Special alert for key groups to check withholding
The IRS always recommends employees check their withholding at the beginning of each year or when their personal circumstances change to make sure they’re having the right amount of tax withheld from their paychecks.
Following the recent tax law changes, it’s especially important for certain people to use the Withholding Calculator on IRS.gov to check if they are having the right amount of withholding.
Among the groups, in particular, who should check their withholding are people who:
- Belong to a two-income family.
- Work two or more jobs or only work for part of the year.
- Have children and claim credits such as the Child Tax Credit.
- Have older dependents, including children age 17 or older.
- Itemized deductions on their 2017 tax returns.
- Earn high incomes and have more complex tax returns.
Received large tax refunds or had large tax bills for 2017.

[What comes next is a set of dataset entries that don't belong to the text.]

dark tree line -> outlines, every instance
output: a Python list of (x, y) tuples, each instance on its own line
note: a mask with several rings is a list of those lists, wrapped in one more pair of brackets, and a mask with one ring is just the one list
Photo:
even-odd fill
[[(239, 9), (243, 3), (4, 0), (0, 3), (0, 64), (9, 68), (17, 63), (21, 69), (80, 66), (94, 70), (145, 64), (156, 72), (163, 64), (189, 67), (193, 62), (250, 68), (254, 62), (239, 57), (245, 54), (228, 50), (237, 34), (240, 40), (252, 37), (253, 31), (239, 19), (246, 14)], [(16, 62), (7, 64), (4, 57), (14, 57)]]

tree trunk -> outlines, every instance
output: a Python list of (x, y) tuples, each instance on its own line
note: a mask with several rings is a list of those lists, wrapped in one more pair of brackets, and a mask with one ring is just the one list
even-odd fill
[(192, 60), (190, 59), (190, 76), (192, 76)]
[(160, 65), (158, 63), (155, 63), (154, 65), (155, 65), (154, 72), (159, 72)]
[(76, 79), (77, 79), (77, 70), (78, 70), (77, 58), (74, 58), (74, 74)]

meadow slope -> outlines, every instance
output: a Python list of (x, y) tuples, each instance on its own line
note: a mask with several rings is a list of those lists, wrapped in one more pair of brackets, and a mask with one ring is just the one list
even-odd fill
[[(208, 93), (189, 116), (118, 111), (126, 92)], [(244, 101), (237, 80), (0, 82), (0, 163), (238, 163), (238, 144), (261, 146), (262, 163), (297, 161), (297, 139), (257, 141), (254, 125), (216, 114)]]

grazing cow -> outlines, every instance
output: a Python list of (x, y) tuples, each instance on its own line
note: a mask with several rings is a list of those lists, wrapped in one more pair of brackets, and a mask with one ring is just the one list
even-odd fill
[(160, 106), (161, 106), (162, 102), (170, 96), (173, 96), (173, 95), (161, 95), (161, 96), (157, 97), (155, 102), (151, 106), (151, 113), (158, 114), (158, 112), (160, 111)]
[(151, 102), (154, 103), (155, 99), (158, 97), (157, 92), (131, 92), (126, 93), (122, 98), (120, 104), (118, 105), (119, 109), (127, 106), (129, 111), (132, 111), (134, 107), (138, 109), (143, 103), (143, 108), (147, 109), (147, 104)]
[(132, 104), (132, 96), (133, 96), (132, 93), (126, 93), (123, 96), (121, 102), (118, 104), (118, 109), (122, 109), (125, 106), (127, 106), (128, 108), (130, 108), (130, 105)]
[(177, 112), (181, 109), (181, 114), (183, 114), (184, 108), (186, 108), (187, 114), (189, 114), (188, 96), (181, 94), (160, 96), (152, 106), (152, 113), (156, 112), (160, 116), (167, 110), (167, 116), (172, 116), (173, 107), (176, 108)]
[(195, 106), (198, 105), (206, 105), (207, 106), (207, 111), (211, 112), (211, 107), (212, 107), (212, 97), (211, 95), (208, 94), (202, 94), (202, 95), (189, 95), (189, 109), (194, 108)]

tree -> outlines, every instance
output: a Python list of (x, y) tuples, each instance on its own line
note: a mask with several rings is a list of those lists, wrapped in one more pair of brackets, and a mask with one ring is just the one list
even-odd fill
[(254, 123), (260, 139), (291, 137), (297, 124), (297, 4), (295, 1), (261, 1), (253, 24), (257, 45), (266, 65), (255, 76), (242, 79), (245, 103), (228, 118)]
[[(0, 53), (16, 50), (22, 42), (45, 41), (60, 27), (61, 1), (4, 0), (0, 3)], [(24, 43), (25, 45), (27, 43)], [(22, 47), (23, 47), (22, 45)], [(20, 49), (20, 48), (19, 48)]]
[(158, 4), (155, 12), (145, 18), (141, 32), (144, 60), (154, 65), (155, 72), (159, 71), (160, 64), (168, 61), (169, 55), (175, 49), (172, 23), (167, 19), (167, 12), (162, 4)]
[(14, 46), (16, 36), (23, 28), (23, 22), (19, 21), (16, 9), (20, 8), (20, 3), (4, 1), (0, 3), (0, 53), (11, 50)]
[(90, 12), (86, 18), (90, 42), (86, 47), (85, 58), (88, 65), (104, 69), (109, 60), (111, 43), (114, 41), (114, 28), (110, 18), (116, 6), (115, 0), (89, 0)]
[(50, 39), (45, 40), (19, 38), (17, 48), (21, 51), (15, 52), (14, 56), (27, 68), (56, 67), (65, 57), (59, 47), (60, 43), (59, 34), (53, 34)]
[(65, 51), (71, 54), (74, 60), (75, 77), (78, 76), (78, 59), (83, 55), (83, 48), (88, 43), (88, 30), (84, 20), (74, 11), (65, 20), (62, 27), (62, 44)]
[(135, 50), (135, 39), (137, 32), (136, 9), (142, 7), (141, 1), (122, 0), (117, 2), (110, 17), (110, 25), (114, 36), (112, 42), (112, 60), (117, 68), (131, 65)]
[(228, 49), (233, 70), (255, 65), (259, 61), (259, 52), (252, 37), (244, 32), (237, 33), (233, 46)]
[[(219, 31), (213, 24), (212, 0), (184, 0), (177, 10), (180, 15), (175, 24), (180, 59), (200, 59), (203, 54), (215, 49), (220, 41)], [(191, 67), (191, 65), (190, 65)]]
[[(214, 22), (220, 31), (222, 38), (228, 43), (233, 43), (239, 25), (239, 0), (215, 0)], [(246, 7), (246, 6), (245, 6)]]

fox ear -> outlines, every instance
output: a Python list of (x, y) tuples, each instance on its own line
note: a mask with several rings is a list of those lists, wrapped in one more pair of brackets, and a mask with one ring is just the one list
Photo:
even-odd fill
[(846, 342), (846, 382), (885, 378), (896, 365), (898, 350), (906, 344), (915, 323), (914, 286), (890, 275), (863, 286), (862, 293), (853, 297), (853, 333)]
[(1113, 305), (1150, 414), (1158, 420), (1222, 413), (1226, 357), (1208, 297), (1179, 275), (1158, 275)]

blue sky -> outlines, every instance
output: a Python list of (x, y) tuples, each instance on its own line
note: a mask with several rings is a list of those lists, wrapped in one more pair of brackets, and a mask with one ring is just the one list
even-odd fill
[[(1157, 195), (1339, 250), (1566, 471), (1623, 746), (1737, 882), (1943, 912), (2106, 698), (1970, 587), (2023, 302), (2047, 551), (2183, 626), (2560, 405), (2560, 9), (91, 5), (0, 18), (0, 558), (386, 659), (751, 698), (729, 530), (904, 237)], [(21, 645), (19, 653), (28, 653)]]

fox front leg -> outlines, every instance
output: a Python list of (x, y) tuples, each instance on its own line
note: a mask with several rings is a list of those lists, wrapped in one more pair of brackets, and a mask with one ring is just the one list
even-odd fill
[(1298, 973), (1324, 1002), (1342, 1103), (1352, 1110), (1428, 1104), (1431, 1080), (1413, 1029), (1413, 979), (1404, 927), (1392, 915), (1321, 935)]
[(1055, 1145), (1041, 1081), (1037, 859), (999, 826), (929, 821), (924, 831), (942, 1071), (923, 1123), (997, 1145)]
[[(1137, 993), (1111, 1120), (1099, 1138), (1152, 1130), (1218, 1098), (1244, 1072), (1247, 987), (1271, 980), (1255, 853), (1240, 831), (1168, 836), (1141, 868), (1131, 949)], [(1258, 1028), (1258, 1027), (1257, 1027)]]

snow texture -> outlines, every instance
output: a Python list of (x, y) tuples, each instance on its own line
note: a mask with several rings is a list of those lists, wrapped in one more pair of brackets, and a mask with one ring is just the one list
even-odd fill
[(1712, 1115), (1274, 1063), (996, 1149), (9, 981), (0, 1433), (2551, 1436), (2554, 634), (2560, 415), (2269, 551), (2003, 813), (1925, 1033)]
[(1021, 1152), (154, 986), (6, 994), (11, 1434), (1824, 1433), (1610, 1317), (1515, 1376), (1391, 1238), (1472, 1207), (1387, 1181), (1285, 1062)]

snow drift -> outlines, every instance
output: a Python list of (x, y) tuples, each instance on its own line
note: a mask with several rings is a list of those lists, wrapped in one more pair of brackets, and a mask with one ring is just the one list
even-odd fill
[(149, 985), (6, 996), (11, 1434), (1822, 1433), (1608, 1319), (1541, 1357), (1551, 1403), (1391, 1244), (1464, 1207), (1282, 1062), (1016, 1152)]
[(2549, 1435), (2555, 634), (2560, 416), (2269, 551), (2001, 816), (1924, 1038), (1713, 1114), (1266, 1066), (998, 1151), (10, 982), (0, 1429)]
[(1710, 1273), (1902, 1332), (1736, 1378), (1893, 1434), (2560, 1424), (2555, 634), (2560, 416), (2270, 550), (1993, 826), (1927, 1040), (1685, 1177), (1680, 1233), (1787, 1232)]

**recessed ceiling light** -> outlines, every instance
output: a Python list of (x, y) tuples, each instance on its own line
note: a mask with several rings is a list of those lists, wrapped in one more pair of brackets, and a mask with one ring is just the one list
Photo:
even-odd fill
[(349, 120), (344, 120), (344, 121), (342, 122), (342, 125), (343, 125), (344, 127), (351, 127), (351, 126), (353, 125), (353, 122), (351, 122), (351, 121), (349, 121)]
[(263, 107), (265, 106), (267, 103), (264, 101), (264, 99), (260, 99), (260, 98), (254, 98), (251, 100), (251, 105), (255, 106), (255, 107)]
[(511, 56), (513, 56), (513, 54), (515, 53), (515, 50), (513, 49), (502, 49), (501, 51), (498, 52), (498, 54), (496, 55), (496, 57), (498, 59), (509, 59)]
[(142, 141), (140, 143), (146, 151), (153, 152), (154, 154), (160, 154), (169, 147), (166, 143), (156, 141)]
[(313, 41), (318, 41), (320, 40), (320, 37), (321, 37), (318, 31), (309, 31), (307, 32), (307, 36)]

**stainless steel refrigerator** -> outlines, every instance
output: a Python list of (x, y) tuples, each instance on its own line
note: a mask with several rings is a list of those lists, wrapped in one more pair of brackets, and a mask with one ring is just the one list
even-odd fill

“The IRS urges people in these groups to take a few minutes and review their withholding and tax situation,” Kautter said. “Taking this step will help avoid surprises next year at tax time.”
The new law increased the standard deduction, removed personal exemptions, increased the child tax credit, limited or discontinued certain deductions, and changed the tax rates and brackets.
Withholding calculator helps with Form W-4; submit to employer as soon as possible
Taxpayers can use the results from the Withholding Calculator to help determine if they should complete a new Form W-4, Employee’s Withholding Allowance Certificate, and, if so, what information to put on it. Employees will submit the completed Form W-4 form to their employer.
When changes in personal circumstances reduce withholding allowances they are entitled to claim–including divorce, starting a second job, or a child no longer being a dependent–employees have 10 days to submit a new Form W-4 to their employer claiming the proper number of withholding allowances.
Employees who need to adjust their withholding should do so as quickly as possible so there’s more time for tax withholding to take place evenly during the rest of the year. Waiting until later in the year means there are fewer pay periods to make the tax changes – which could have bigger consequences for each paycheck.
To use the Withholding Calculator, taxpayers should have their 2017 tax returns and most recent paystubs ready. Having a completed 2017 tax return can help taxpayers work with the Withholding Calculator to help determine their proper withholding for 2018 and avoid issues when they file next year.
Taxpayers should remember that the tax law changes generally don’t affect 2017 returns that people are filing in early 2018. They affect returns for 2018, which taxpayers will file in 2019. The Withholding Calculator helps taxpayers check their 2018 withholding for their 2018 situation, including recent law changes.
Withholding Calculator results depend on the accuracy of information entered. Taxpayers whose personal circumstances change during the year should return to the calculator to check whether their withholding should be changed.